In plants, many R2R3-MYB genes are related to abiotic stress [13]. For example, tomato MYB49 enhanced resistance to water deficit and FtMYB13 from Tartary buckwheat improved drought tolerance in Arabidopsis [41,42].To investigate the regulatory roles of R2R3-MYB genes in T. hemsleyanum under different water stress, we mapped their expression profiles. As is shown in Figure 3, the results suggest that the R2R3-MYB genes showed diverse expression patterns among drought and waterlogging stages. Most R2R3-MYB genes displayed higher expression profiles under a drought condition, and a handful of R2R3-MYB genes were un-regulated under waterlogging stress as well. In Figure 3A, the genes, ThMYB7, ThMYB24, ThMYB12, ThMYB8, ThMYB23, ThMYB18, ThMYB26, ThMYB15, ThMYB9, ThMYB2, ThMYB14, ThMYB20, and ThMYB3 were significantly different between the control group and the experimental group, whose expression levels were all increased. Three genes, ThMYB22, ThMYB1, and ThMYB21, showed no expression in the leaves. On the other side, in Figure 3B, the expression of ThMYB4, ThMYB1, ThMYB21, ThMYB22, ThMYB14, ThMYB23, ThMYB5, and ThMYB15 were upregulated. Comparing the expression of R2R3-MYB genes in different water treatments, we could find significant differences, suggesting that specific R2R3-MYB genes may function on different water stresses. Collectively, these results imply that these R2R3-MYB genes responded to water stress in T. hemsleyanum and provide further evidence for determining R2R3-MYB as potential regulators.

3.5. Protein Interaction Networks and Tertiary Structure Prediction

Based on the R2R3-MYB-associated proteins and protein complexes, it was soon discovered that ThMYB4 and ThMYB7 closely interacted with flavonoid-related proteins, which is also consistent with the evolutionary analysis. In the two protein–protein interaction networks (Figure 4A,D), ThMYB4 and ThMYB7 interacted directly with 20 identified proteins. Among them, the C4H, DFR, F3H, FLS1, and TT4 proteins were involved in flavonoid biosynthesis [43,44]. It can be inferred that ThMYB4 and ThMYB7 interact with the proteins in flavonoid biosynthesis. Moreover, MYB, bHLH and WDR are reported to form protein complexes (MYB-bHLH-WDR) to regulate flavonoid biosynthesis [45]. As shown in in Figure 4A, there was a bHLH (TT8) and not a WDR protein interacting with ThMYB4, indicating that ThMYB4 might function as a MYB-bHLH complex. In addition, two bHLH (TT8 and EGL3) proteins and one WDR protein were found to interact with ThMYB7, suggesting that ThMYB7 might act as a MYB-bHLH-WDR complex.
As a fundamental and crucial component in the study of protein functions, the tertiary structure of the ThMYB4 and ThMYB7 proteins was analyzed. The 3D models were computed using the SWISS-MODEL server homology modeling pipeline [38]. The most apt tertiary structure was chosen based on the statistical potentials of mean force scoring methods. The second and third helices of each repeat build a helix-turn-helix (HTH) structure with three regularly spaced tryptophan (or hydrophobic) residues (Figure 4B,C,E,F), forming a hydrophobic core in the 3D HTH structure [15]. All of these were consistent with the special characterization of R2R3-MYB proteins [46].

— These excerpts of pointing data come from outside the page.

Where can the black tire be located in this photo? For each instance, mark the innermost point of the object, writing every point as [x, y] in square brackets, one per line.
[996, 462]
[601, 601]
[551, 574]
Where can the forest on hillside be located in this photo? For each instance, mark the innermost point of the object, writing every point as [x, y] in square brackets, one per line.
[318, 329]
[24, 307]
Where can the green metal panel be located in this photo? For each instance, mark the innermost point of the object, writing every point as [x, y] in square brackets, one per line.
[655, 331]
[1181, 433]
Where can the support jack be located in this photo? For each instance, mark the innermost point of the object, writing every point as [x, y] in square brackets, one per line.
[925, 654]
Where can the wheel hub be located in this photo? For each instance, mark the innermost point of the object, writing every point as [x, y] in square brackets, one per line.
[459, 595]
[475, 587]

3.6. Transcriptional Activation Activity and Subcellular Localization of the ThMYB4 and ThMYB7

We performed subcellular localization and transactivation activity analyses to characterize the properties of ThMYB4 and ThMYB7. Compared to the control, the fluorescence signals of the tobacco cell inserted in the subcellular localization vectors with ThMYB4 and ThMYB7 were observed only in the nucleus, suggesting that ThMYB4 and ThMYB7 were both nuclear localization proteins (Figure 5C). The transactivation abilities of ThMYB4 and ThMYB7 were analyzed using a yeast assay system. The CDS of the two genes were fused to the GAL4 DNA-binding domain, respectively, to generate pGBKT7 plasmids. The plasmids were transformed into the AH109 yeast to assay their abilities to activate the transcription of the GAL4 upstream activation sequence. It was found that pGBKT7-ThMYB7 could grow and show blue colonies on selective media with X-α-gal (Figure 5A). In contrast, pGBKT7 and pGBKT7-ThMYB4 yeast cells displayed growth defects on the SD/-Trp-His-Ade with X-α-gal media (Figure 5A). These results indicate that the complete gene sequences of ThMYB7 did have transactivation abilities, but ThMYB4 did not. To further explore the transactivation ability of ThMYB4, it was divided into N-terminal (1–160 amino acids) and C-terminal (161–245 amino acids) regions and fused into pGBKT7 [47]. As a result, only the C-terminal of ThMYB4 grew on the SD/-Trp-His-Ade media with X-α-gal, meaning that the transactivation activity of ThMYB4 was relied on its C-terminal (Figure 5B). This phenomenon has also been reported in other literature [47]. However, using a yeast assay system to test the transcriptional activation activity of ThMYB4 and ThMYB7 has some limitations, for there are many other mechanisms for transcriptional activation in eukaryotes. An activation domain can be brought to the DNA by either directly binding to DNA (through its DNA binding domain) or interacting with other DNA-bound proteins [48]. Therefore, the transcriptional activation effects of the ThMYB4 and ThMYB7, especially on the flavonoid metabolic pathways, deserve further study.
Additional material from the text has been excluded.